A Song for Lost Blossoms / Candylion / Little Windows - All with Clive Wright (2008-10)
With his phantom retirement firmly behind him Harold Budd entered a prolific period of recording and collaborating. Most plentiful were the series of records with former Cocteau Twins member Robin Guthrie which re-established a working relationship begun nearly twenty years prior with Budd's contribution to the Twins' Moon and the Melodies record. However, of all the material released since 2005 the trilogy of records with guitarist Clive Wright are perhaps the most satisfying. Wright's sparse almost luminescent slide guitar playing is the perfect foil for Budd's keyboard swells and minimal melodies. The first record in the series A Song for Lost Blossoms boasts a true masterpiece of long-form ambient composition with the over thirty minute Pensive Aphrodite and is followed up by the mysterious title track featuring the voice and poetry of Anna LaCazio. Elsewhere Budd transforms his extended meditation with Akira Rabelais from Avalon Sutra into ten minutes of concise ethereal bliss with the addition of Wright's searching guitar picking. A year after the first record came Candylion which expanded the blueprint to a larger ensemble harking back to The Pavilion of Dreams with arrangements for harp and chorus. Live drums and a overall more upbeat jazzy atmosphere punctuate one of the most varied entries in Budd's discography. The last and shortest record in series Little Windows places Wright's reverb drenched guitar centre stage around which Budd blows wispy arabesques of keys and electronics. At times broaching territory akin to doom ladened Americana, tracks like Procession of Moons and Queen of Cydonia are perfect for conjuring notions of those wide open vistas of the Mojave Desert that have haunted Budd's work since the beginning. The series ends with three iterations of pared down solo piano. Every note dripping with pathos and memory.
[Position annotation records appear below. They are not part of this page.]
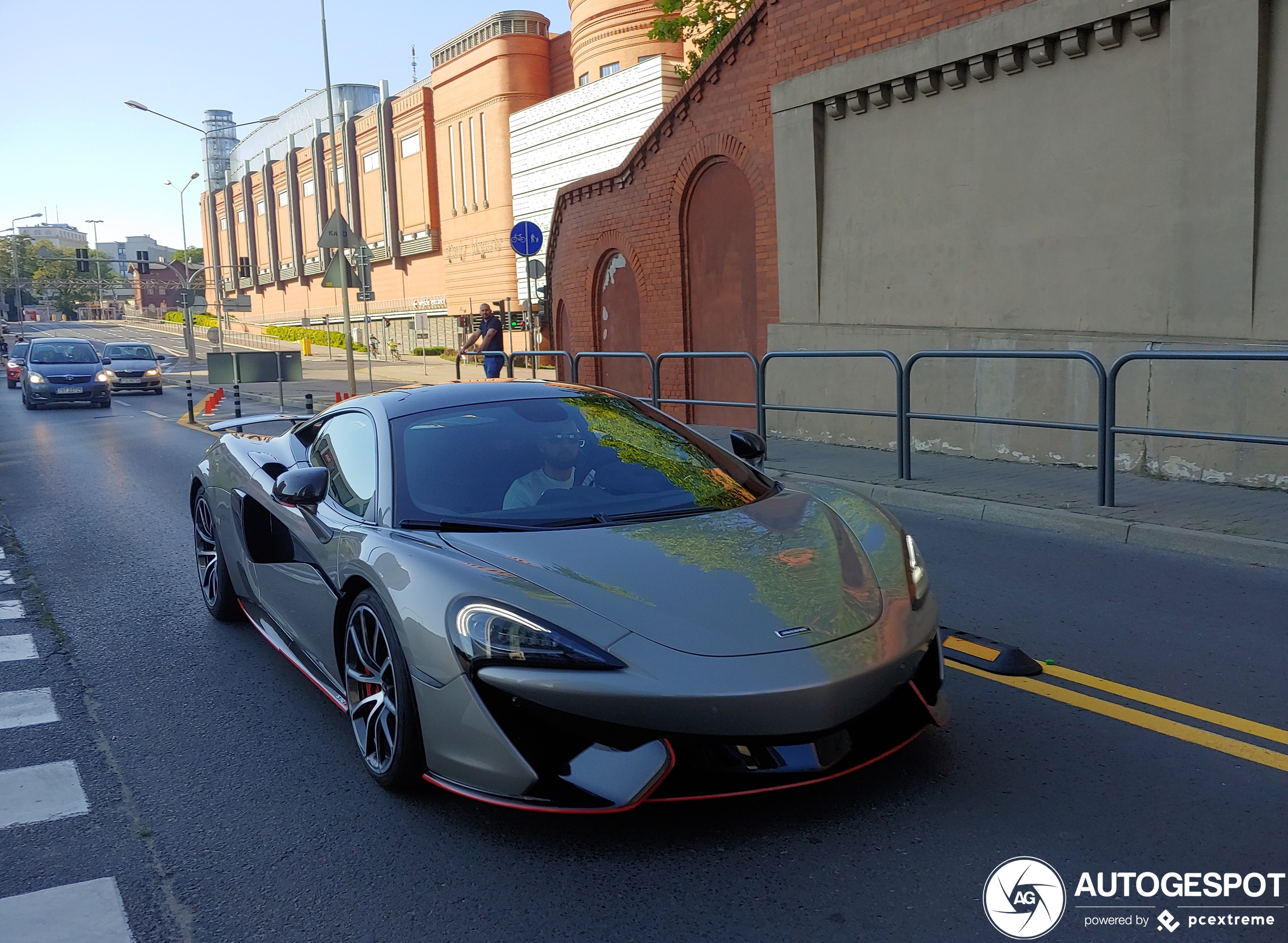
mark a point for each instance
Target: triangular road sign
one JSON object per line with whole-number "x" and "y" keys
{"x": 332, "y": 280}
{"x": 335, "y": 231}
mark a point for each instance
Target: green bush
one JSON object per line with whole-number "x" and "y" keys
{"x": 175, "y": 317}
{"x": 315, "y": 335}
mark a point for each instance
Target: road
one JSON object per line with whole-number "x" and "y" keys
{"x": 226, "y": 803}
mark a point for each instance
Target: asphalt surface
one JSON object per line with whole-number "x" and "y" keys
{"x": 228, "y": 803}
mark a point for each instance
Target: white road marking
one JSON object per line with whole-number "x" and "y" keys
{"x": 27, "y": 708}
{"x": 41, "y": 794}
{"x": 17, "y": 647}
{"x": 85, "y": 913}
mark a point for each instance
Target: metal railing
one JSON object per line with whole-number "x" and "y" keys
{"x": 612, "y": 355}
{"x": 707, "y": 355}
{"x": 900, "y": 409}
{"x": 1099, "y": 428}
{"x": 1112, "y": 428}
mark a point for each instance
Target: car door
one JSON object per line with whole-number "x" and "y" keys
{"x": 302, "y": 594}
Bandits of Stature (2012) Duncan Simpson
String arrangements, whether from live instrumentation or synthesised have been an integral part of Budd's work from the outset. A significant proportion of Avalon Sutra was scored for string quartet and in 2012 he returned to this material rearranging it and producing nine new works grouped under the title Merry-Go-Round. Despite the absence of Budd's signature piano his compositions for strings exude the same obsession with devastating beauty, simplicity of expression and honest pathos found on his other records. Titles like The Dream of the Girl at the Lonely Desert Cafe and Perfume Doesn't Dance reveal a composer now in his ninth decade still channelling all his life experience and desires into heart rending elegies. Veil of Orpheus (Cy Twombly's), the only piece here featuring piano, completes the circle returning us to Budd's formative years at the University of Southern California where the romantic symbolism of abstract expressionism and beat poetry are filtered through Budd's dialectic of beauty and desolation.